Telford and Wrekin PCT, which covers the Macallisters, has said that couples with existing children from current or previous relationships will not be allowed access to treatment. But this week a spokesman from the PCT has said that 'the policy regarding fertility treatment is currently under review' and that Mrs Macallister should be reassured that the provision policy will be discussed 'at our next priorities committee as soon as possible'. Susan Seenan, of the charity Infertility Network UK, said that it had heard from an increasing number of women who find themselves in a similar situation. 'These women are shocked and upset to hear they are being penalised because their partner had children in a previous relationship', she said, adding: 'We think it is terribly unfair, especially when there will be other PCTs which will have totally different criteria.'
In a similar case, Richard Mackenzie has called for the resignation of Oxfordshire PCT chief executive Andrea Young over the discriminatory distribution of IVF in his region. Mr Mackenzie and his partner, 26, who have been trying for a baby for six years were told that IVF was their only chance of conceiving, yet the trust will only pay for treatment for couples aged between 35 and 38.

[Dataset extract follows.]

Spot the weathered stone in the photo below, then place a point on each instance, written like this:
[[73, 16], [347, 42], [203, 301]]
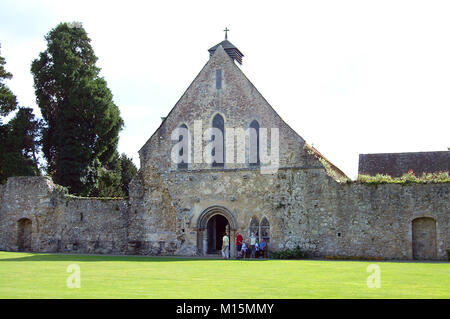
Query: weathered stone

After meeting with Ms Young this week, Mr Mackenzie said: 'I still feel we have been discriminated against, and as an Oxfordshire taxpayer I would like to call for the resignation of the person responsible'. He continued: 'We want to send a clear message showing how serious we are and it would be great to get somebody more pro-active who could take over and fight to make this discrimination come to an end.'
A statement from Oxfordshire PCT said that 'all nine PCTs across the NHS south central region have confirmed they would like the same policy in place' and that a report on proposed policy changes (reducing the age at which treatment can be provided to between 30 and 34) is being presented to the Oxfordshire health and overview scrutiny committee.